France’s justice minister says investigators believe that drones seen months ago buzzing above a prison may be linked to the brazen escape of a notorious French criminal.
Justice Minister Nicole Belloubet said authorities are urgently looking for gaps in the security system that would have allowed heavily armed men to land a helicopter in the prison yard and fly away with Redoine Faid, whose brother was visiting him.
They used a grinding machine to open the door of the visiting room where Faid was seeing his brother, and took the prisoner to freedom.
The helicopter was found torched in a field.
French media reported that the three men took the pilot hostage and later freed him.
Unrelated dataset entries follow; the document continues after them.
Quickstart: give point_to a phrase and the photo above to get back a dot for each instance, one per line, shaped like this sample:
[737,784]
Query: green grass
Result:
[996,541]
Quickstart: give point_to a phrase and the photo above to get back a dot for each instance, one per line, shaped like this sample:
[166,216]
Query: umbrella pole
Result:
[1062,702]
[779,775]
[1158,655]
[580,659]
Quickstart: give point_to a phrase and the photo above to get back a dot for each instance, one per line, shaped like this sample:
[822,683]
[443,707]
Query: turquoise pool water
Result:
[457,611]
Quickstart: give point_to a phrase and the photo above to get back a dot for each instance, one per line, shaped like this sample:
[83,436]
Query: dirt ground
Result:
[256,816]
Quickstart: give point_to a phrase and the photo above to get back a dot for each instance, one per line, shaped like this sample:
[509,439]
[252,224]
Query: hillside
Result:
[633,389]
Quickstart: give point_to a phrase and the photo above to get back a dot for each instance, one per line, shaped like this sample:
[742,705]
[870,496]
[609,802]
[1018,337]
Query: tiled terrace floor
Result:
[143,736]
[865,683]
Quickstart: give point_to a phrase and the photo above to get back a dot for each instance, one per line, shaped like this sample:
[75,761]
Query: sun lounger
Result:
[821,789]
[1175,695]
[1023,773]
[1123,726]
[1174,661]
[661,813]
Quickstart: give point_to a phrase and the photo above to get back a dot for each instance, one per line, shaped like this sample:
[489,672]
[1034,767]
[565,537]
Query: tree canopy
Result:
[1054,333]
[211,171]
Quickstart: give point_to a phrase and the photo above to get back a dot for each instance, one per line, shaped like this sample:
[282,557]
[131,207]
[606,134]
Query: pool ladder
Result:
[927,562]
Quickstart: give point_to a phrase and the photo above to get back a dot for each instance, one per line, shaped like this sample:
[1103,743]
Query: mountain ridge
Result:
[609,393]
Faid’s brother has been detained.
French prime minister Edouard Philippe said 2,900 officers are searching for Faid.
“Police forces are fully mobilised in order to find this person,” Mr Philippe said. “We know he is dangerous. We know he is a determined person and I want to find him as soon as possible.”
A wanted notice says Faid is believed to have made his escape in a utility company truck.
Faid, 46, is an avid fan of caper films, the author of a confessional book about his life of crime, and a serial robber of banks and armoured trucks.
He was a fan of Robert De Niro, Michael Mann and Steve McQueen, according to Frederic Ploquin, who met him several times while researching a book about the French underworld.
“He always tried to bring to reality all these things that he learned in the movies,” Mr Ploquin said. “This escape is very much in his style.”
He was serving 25 years for an attempted armed robbery in 2010 that led to a high-speed chase and a shootout with police that killed a 26-year-old officer, Aurelie Fouquet.
“Redoine Faid is someone who has freedom in his DNA. He also has lawbreaking in his DNA,” Laurent-Franck Lienard, the lawyer for Mr Fouquet’s family, told RTL radio on Monday.
It was the second daring escape by Faid, who once blasted his way out of a different prison with explosives hidden in tissue packs.
His latest escape, from Reau Prison, took only “a few minutes,” France’s Justice Ministry said. Unarmed guards said they could do nothing to prevent it.